The initial system is quite simple. An EEG and EMG scalp system is connected to a Baxter work robot and leaves a wave or human gesture when the robot does something that it should not do. For example, the robot can regularly do a task – drill holes, for example – but when it approaches an unknown scenario, the human can make a move to the task that should be done.
"By examining the muscular and cerebral signals, we can begin to become aware of a person's natural gestures and hasty decisions about whether something is wrong," said doctoral candidate Joseph DelPreto. . "It helps to communicate with a robot rather than communicate with another person."
Because the system uses nuances such as gestures and emotional responses, you can train robots to interact with people with disabilities and even prevent accidents by taking concerns or alarms before communicating them verbally.
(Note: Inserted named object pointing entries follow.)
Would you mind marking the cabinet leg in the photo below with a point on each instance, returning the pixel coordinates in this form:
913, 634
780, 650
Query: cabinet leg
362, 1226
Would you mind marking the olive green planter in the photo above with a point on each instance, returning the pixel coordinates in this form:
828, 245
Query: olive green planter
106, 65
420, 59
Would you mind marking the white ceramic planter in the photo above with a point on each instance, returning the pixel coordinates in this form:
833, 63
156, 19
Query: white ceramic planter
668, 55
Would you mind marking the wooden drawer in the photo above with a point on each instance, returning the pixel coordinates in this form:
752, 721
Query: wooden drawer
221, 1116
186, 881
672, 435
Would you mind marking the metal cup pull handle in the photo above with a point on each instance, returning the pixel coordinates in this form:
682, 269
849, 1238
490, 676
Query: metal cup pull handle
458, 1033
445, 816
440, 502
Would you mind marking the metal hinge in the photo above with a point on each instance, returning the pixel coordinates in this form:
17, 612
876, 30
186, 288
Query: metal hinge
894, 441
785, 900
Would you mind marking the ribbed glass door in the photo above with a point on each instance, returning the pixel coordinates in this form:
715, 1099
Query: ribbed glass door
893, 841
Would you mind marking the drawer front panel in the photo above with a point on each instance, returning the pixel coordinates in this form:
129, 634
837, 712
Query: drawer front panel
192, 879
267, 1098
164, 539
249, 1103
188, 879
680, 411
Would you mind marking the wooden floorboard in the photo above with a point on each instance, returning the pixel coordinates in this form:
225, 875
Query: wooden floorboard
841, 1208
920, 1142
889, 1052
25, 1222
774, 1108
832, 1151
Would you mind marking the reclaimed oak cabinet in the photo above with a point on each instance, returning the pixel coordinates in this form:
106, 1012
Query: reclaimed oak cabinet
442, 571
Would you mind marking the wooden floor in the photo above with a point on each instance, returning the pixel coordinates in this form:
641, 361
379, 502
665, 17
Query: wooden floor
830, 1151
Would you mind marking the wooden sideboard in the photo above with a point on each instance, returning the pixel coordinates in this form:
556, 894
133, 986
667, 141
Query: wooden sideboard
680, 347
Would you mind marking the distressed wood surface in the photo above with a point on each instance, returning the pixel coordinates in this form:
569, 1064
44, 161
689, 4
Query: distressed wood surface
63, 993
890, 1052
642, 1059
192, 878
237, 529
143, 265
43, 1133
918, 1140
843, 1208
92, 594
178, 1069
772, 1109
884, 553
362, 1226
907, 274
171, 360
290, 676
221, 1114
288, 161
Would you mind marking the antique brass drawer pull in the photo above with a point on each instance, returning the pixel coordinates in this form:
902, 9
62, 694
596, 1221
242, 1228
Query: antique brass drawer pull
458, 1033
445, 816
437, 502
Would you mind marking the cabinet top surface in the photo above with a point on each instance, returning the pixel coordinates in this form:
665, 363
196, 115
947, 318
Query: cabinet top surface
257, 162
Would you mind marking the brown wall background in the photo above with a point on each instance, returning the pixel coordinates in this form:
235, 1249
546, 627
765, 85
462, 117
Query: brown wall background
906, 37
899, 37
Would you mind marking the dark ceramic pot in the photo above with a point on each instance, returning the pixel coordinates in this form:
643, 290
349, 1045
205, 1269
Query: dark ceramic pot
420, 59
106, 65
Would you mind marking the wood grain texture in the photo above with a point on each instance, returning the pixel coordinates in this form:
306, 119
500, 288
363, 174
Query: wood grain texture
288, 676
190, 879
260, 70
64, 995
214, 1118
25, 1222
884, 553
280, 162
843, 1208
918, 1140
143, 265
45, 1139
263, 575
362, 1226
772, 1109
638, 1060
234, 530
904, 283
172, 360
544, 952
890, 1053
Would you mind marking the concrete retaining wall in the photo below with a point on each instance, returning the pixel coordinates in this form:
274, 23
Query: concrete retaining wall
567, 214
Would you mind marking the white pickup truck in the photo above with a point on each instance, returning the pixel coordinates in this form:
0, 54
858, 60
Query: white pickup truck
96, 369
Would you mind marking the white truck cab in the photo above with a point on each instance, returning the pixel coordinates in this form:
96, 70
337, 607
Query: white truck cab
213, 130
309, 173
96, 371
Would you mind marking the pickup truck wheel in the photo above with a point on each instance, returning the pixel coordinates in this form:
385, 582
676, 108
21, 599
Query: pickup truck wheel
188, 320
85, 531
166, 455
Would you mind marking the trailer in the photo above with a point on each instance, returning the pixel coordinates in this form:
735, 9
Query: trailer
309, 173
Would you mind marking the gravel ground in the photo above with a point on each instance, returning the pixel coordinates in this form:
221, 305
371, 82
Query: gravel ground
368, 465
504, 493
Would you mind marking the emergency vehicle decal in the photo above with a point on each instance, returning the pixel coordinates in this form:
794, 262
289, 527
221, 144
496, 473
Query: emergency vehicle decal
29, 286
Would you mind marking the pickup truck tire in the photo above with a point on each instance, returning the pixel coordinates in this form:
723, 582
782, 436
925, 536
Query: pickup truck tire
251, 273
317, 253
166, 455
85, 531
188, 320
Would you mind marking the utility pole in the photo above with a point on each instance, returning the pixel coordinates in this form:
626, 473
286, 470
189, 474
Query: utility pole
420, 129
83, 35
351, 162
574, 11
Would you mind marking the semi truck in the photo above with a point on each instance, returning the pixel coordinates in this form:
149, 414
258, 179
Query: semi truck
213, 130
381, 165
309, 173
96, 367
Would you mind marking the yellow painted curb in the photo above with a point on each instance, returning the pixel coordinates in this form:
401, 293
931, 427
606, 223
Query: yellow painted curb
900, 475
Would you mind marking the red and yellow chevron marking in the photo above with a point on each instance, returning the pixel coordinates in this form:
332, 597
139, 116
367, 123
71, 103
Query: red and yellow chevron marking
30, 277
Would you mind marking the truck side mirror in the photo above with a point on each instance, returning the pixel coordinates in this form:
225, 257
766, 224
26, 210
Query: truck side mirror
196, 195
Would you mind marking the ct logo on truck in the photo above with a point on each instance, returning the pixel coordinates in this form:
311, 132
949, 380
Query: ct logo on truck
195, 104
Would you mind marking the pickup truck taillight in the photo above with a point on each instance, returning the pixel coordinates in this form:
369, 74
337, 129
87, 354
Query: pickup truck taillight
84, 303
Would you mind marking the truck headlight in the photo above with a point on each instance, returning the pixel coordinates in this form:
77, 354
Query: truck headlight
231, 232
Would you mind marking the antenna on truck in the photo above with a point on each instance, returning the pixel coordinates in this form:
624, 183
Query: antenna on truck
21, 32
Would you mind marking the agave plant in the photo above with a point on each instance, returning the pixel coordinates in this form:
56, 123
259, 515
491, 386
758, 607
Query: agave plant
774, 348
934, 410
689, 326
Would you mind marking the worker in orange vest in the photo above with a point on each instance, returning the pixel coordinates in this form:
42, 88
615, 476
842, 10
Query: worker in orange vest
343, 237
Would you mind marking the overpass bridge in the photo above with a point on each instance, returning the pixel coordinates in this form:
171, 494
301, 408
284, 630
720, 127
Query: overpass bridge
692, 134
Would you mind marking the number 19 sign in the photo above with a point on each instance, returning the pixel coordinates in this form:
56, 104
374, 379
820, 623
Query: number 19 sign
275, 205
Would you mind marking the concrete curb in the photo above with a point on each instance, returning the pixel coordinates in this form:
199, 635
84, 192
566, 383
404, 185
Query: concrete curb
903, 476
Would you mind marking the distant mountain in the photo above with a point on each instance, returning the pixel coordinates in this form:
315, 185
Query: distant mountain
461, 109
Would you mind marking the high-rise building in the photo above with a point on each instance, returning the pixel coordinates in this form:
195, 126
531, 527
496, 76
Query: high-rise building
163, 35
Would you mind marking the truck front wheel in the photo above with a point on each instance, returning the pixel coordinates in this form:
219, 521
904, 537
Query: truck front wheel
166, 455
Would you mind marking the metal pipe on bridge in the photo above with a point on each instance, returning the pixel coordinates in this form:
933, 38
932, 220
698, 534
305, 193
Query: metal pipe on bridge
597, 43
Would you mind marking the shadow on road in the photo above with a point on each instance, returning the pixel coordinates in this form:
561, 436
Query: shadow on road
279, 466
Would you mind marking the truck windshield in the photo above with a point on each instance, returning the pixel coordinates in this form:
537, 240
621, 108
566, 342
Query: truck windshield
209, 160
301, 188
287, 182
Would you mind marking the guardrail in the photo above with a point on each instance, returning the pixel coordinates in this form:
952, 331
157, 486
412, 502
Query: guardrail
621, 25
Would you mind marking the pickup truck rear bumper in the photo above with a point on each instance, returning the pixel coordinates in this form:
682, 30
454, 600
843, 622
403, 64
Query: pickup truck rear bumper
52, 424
This allows workers to stop a robot before it damages anything and even help the robot understand slight changes in its tasks before it starts.
In their tests, the team trained Baxter to drill holes in an aircraft fuselage. The task changed from time to time and a human standing nearby was able to signal to the robot to change position before drilling it, essentially causing him to do new tasks in the middle of his current task. In addition, there was no real programming on the part of the human, just a suggestion that the robot moves the drill left or right on the fuselage. The most important thing? Humans do not have to think in a special way or to train to interact with the machine.
"What's great about this approach is that it's not necessary to train users to think in the prescribed manner," DelPreto said. "The machine fits you, not the opposite."
The team will present its findings at the Robotics: Science and Systems (RSS) conference.